Fred was instantly good at skiing. Me, not so much. It took many tries to get the right feel, and hills terrified me—going up or going down. Still, we didn’t have kids, and we had ample opportunity, and I improved.
Then we moved east and had kids, and that was the end of skiing for a while. I’m not the parent who could throw a kid on my back or on some sort of sled and take them along. I was also appalled that there were so few ski areas with groomed trails and that the few that existed were expensive. Wasn’t this Western Mass, heaven for outdoorsy people?
I’m a little embarrassed about how long it took me to realize I could ski in the cemetery across the street from my house. To me, skiing meant packing everything into the car with snacks and making a day of it. Who knew that you could just walk up the street with skis thrown over your shoulder?
So now, when the conditions are right, I can ski anytime. I still have to get over myself—the me that dreads the effort of getting everything together to head outside. There’s the stress of figuring out how many layers to wear, so that I don’t freeze on the way out and start roasting within 15 minutes. Which hat won’t get too itchy? Which gloves will go on and off easily when I have to blow my nose? Once I get dressed, I then have work up the nerve to walk outside in my ridiculous snow pants and jacket. They are perfect for skiing: lightweight, water repellent, and with lots of pockets. But they’re grape gum purple with teal piping. This is what happens when you buy your ski clothes in the early ‘90s. I’d replace them, but the damn things won’t wear out and they serve their purpose so well.

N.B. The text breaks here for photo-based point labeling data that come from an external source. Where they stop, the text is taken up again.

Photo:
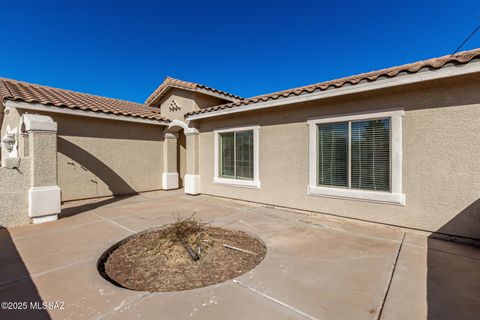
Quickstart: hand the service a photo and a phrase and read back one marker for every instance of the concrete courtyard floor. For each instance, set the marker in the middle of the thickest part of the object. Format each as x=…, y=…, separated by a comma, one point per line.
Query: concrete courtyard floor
x=317, y=267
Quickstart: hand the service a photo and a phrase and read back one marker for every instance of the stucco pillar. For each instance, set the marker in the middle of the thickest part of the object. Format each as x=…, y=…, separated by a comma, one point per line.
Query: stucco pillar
x=44, y=195
x=192, y=176
x=170, y=171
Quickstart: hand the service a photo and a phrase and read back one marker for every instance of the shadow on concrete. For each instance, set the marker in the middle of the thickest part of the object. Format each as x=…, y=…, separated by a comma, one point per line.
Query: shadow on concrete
x=71, y=211
x=453, y=269
x=16, y=285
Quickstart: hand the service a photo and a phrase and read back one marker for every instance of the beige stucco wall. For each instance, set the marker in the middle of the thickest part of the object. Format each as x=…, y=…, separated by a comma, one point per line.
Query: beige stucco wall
x=100, y=157
x=181, y=157
x=441, y=156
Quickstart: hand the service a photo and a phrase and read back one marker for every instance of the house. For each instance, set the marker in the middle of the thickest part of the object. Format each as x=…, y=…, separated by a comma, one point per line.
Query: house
x=398, y=146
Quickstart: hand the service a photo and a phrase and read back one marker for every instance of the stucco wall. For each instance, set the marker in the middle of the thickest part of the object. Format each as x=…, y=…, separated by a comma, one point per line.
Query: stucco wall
x=99, y=157
x=441, y=156
x=177, y=102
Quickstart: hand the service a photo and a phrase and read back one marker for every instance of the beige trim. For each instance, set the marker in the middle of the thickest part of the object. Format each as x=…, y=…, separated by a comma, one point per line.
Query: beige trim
x=84, y=113
x=445, y=72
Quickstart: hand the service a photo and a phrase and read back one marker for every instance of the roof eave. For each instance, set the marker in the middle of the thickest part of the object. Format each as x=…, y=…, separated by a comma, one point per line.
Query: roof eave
x=199, y=90
x=445, y=72
x=77, y=112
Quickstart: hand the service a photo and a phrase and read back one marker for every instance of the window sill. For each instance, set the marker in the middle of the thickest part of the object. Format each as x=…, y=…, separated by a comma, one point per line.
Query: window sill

From there, it’s remembering the proper neckwear, the Chapstick, the Kleenex, and my phone, and getting out the door.
But once I’m there. Oh.
I may ski with quiet or with music. Sometimes, I can ski in trails that someone else has cut, seeing where their path takes me. Sometimes I have to cut trails myself, even though it can be like hiking with big sticks on my feet. But once I create a track around the cemetery, I can go over it again and again, and finally get a good glide on.
I feel far away, but I can see my house and my kid’s elementary school, and I can greet my friends’ dog Sasha when she barks at my passing. There are ancient trees, and various animal tracks, and the secret backsides of neighbors’ houses.

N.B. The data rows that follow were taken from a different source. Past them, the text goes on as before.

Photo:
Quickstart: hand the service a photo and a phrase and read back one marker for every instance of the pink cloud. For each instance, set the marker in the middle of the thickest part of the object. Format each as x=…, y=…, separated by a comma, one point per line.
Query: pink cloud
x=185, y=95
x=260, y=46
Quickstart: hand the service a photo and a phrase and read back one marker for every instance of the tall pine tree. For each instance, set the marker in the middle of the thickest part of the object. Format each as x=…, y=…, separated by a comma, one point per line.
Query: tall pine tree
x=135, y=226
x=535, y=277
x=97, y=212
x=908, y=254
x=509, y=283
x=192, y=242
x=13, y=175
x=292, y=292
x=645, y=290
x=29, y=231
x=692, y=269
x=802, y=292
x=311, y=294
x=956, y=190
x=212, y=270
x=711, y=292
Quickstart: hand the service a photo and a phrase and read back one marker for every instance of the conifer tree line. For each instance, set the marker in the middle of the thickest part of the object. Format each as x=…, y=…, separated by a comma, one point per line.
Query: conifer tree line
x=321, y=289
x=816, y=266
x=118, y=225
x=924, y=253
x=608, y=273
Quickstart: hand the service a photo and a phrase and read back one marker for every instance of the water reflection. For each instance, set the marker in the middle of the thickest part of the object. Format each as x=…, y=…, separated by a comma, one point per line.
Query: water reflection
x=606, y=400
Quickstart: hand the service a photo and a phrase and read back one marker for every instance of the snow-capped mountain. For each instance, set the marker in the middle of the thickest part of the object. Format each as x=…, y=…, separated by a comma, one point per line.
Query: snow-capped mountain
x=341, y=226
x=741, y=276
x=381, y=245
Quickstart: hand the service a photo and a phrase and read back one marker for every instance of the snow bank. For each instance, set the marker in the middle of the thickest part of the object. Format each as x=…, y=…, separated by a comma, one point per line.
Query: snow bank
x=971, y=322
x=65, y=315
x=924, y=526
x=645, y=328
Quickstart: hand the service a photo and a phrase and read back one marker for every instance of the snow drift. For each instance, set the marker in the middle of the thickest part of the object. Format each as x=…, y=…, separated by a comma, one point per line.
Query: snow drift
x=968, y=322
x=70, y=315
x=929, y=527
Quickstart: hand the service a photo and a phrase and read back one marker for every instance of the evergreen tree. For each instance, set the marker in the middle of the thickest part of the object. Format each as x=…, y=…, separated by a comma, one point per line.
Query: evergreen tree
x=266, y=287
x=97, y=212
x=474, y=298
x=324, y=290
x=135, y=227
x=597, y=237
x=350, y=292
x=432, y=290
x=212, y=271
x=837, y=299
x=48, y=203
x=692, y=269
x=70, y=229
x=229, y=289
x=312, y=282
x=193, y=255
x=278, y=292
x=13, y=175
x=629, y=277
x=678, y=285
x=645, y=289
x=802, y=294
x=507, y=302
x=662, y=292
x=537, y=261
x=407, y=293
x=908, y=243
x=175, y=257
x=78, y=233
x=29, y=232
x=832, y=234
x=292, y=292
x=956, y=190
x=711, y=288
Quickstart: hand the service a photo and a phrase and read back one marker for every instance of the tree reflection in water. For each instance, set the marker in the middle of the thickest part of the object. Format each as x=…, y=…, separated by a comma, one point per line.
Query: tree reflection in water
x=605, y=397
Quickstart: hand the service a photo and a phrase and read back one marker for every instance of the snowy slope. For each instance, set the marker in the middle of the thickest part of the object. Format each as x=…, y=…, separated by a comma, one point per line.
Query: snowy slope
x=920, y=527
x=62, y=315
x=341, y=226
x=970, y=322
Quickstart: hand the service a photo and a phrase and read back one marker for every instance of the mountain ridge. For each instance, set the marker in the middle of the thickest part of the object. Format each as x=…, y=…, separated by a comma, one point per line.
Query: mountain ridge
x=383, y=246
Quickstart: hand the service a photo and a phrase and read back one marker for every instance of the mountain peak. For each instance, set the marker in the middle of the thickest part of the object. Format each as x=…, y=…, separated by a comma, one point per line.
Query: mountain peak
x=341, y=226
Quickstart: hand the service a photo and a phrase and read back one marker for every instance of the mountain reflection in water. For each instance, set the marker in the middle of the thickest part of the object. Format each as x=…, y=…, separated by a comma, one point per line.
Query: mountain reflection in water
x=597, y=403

Within minutes I feel a sense of peace that I rarely feel in any other situation. My body is strong, my lungs are clear, and well, my nose is running, but I can deal with that. I can be in the moment, or think about the day and the future, without anxiety. Everything feels fine. Even the gravestones feel like company and provide fascinating glimpses into Northampton’s history. At some point, each time, I marvel that I don’t do this every day.
Eventually, the clock tells me it is time to stop and return to reality. My body feels like it could go all day. I squeeze in another half lap, and then head for the exit, and home. I shed the layers and start the hot drink. I look out my kitchen window to see if I can make out my tracks in the cemetery, and hope someone doesn’t come along and stomp all over them. I feel blissfully achy and tired, and a little smug that I’ve found this wonderful secret.